Sigfrid Lundberg, Ph. D., Software Developer
Royal Danish Library
Copenhagen
Denmark
Are passions, then, the Pagans of the soul?
Reason alone baptized? alone ordain’d
To touch things sacred?
(Edward Young — 1683-1765)
Introduction
The Royal Danish Library has been using the Solr
(https://solr.apache.org/) search engine for at least a decade. Almost
all projects that need some search facilities are using it. A Swiss
army knife for searching in small as well as well as big data sets. A
trusty tool that provide many advantages to the alternative to use a
relational database management system (RDBMS) when working with
resource discovery systems.
At the first Solr workshop I participated the teacher reiterated over
and over again that Solr is a search engine, not a data management
tool. Although Solr can Create, Retrieve, Update and Delete
(CRUD)
documents, the transactions cannot really be characterized as having
Atomicity, Consistency, Isolation and Durability
(ACID).
The role of bibliographic structure
In a library we encounter data with much more structure than simple
packages of attributes and values, but also much less structure than what
you expect from data in database normal form. Bibliographical
data may for instance describe texts that
- have one or more titles, each having different type (main title, subtitle, translated title, transcribed title, uniform title to iterate some of the frequently used ones)

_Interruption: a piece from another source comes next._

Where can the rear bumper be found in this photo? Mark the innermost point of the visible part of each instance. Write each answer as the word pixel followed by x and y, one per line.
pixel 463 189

- may have one or more authors that may be persons or organizations
- each of which may have dates of birth and death
- and an affiliation
If we were using a RDBMS, the data on persons could be stored in one
database table, the titles in another and there could be a third table
keeping track (through joins and foreign keys) of each person’s
relations to the works to which they’ve contributed. Someone made the
illustrations, someone else wrote the texts. A third one made the
graphical design.
For a portrait photograph we have one person being the photographer,
and another being the subject. The data on the subject can be as
important as the data on the artist.
These data are important. For instance the dates are used for
distinguishing between people with the same name. (The digital phone
book krak.dk lists 43 now living persons named Søren Kierkegaard,
while the philosopher died 1855). An import use case is how to decide
whether a given object is free from copyright or not, such as when the
originator has been dead for more than 75 years.
Add to this that there are many more complications, like we may have
multiple copies of a given title and that each copy may belong to different
collections with very different provenance. For historical objects we
may even have a manuscript in the manuscript and rare books collections
and a modern pocket book in the open stocks.

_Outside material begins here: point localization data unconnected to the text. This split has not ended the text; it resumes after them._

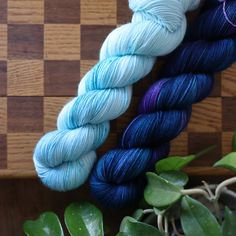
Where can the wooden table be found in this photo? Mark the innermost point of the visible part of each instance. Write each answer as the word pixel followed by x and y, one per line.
pixel 46 46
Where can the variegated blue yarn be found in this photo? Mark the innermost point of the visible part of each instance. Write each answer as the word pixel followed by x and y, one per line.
pixel 118 178
pixel 63 158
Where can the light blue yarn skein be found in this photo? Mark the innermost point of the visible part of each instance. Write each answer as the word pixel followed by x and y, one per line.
pixel 64 158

The role of the primary purpose of these data are to enable library
patrons and service users to search and retrieve. Typically users type
a single word in the search form, while ignoring the handful of fields
that we provide through the effort of catalogers, software developers
etc.
The user gets a far too long list of results which contains author,
title and perhaps some subjects or keywords. Again typically, the user
clicks on a title an gets a landing page. This is far more detailed;
it presents many fields that will enable users to decide whether to
order or retrieve the object.
If we grossly simplify the process, a user might be up to one of two
things: (1) Finding or resolving a given reference, i.e., the right
object, perhaps the right edition. Or (2) Finding information on a
given topic. See these two as endpoints on a scale.
You may look for a particular book Enten – Eller (Either/Or) by
Kierkegaard (1843) or you might be interested in the role of this
philosopher in your study of the origin of existentialism. In the
former case you actually look for Kierkegaard in the author field, in
the latter case you look for him in subject field.

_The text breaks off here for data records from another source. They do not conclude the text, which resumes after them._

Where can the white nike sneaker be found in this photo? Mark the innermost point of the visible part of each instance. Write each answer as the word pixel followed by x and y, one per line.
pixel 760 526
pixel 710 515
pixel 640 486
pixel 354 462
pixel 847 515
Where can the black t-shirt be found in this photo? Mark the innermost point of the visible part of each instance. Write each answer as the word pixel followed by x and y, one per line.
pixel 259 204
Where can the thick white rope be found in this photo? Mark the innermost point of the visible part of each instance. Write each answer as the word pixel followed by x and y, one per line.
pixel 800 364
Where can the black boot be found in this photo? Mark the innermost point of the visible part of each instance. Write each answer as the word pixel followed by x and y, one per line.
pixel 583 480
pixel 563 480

Encoding, indexing and using
Assume we are about to add metadata on Enten – eller by Søren Kierkegaard into a Solr index. What we get for that book might
contain the data below. The example is encoded in a format called
Metadata Object Description Schema. Note that the namespace
prefix md
stands for the URI http://www.loc.gov/mods/v3
<md:titleInfo>
<md:title>Enten - eller</md:title>
<md:subTitle>Et livsfragment</md:subTitle>
</md:titleInfo>
<md:name displayLabel="Author"
type="personal"
authorityURI="https://viaf.org/viaf/7392250/"
xml:lang="en">
<md:namePart type="family">Kierkegaard</md:namePart>
<md:namePart type="given">Søren</md:namePart>
<md:namePart type="date">1813/1855</md:namePart>
<md:alternativeName altType="pseudonym">
<md:namePart>Victor Eremita</md:namePart>
<md:description>“Victorious hermit,” general editor of
Either/Or, who also appears in the first part of its sequel,
Stages on Life’s Way. Also the author of the satirical article
“A Word of Thanks to Professor Heiberg.”</md:description>
</md:alternativeName>
<md:role>
<md:roleTerm type="code">aut</md:roleTerm>
</md:role>
</md:name>
<md:originInfo>
<md:dateCreated>1843</md:dateCreated>
<md:publisher>Universitetsboghandler C. A. Reitzel</md:publisher>
</md:originInfo>
This is a fake record I created for the purpose of this paper. The
work has a title
and name
. The name has a role
(aut
as in
author) and parts like family (Kierkegaard), given (Søren) and a date
(1813/1855 which is ISO’s way to express a date range,
i.e., the years between which the philosopher was alive. His Fragment of Life.)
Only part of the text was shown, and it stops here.